All of us want the FDA to fulfill its role of efficiently reviewing drugs for safety and efficacy and getting needed new therapies to market. If we get to the point where we distort the market in an attempt to funnel time, money, and other resources into areas they would otherwise not flow, we have to wonder if patients are being served in the best possible way.
We may already be seeing the negative impact of the effort. A recent study by the Biotechnology Industry Organization shows total venture funding of drug R&D is down 21 percent. Diseases that affect large populations have seen dramatic declines, including 81 percent for diabetes, 56 percent for psychiatry, 49 percent for gastrointestinal, 41 percent for respiratory, and 32 percent for cardiovascular. Rare disease funding, on the other hand, has seen an increase in both dollars raised and companies funded. We are now seeing more mainstream medicines getting approved in Europe two to four years before being granted FDA approval in the U.S.
Take The Easy Route
There is one thing we know for sure: genomics and personalized medicine is sure to make drug discovery and development more complicated. If it allows us to segment a patient population to fewer than 200,000, or discover a treatment where no other exists, suddenly it becomes a candidate for orphan drug designation or fast-track and priority review status. In either case, you can expect a faster FDA approval.
Take all of this together, and it leads us to a potential warping of the market. If you can invest your efforts in a medicine that will be fast-tracked, carry high prices, and benefit from market exclusivity for seven years, would you do that? Or would you continue to go the traditional route and invest in a molecule that will spend years in development and clinical trials, and hope you make it to market and recoup a portion of your investment before a competing product takes market share? Based on the investment numbers cited earlier, it seems many pharma companies have already opted to go the orphan route.
To be clear, the number of orphan disease cures is not huge. There are approximately 7,000 identified rare diseases. Since 1983, the FDA has approved treatments for 340 of them, or less than 5% of the total. That still leaves a large number of orphan diseases that go unaddressed.
The resources of pharma companies are valuable and limited. So are the resources of the FDA, which most would agree is under-funded as well as under-staffed.
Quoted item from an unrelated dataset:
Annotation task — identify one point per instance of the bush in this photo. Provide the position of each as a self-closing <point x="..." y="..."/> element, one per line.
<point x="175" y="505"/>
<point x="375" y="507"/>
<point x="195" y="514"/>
The economic theory of opportunity cost tells us that any resources used in one area cannot simultaneously be used in another. It would be nice to know these resources are always being put towards their most valuable use. As long as we encourage companies with incentives that do not put resources towards their most productive use, questions about the process will unfortunately remain. The point is not to abandon orphan diseases or their patients, but to make sure the incentives we put in place do not cause the use of these valuable resources to be widely distorted.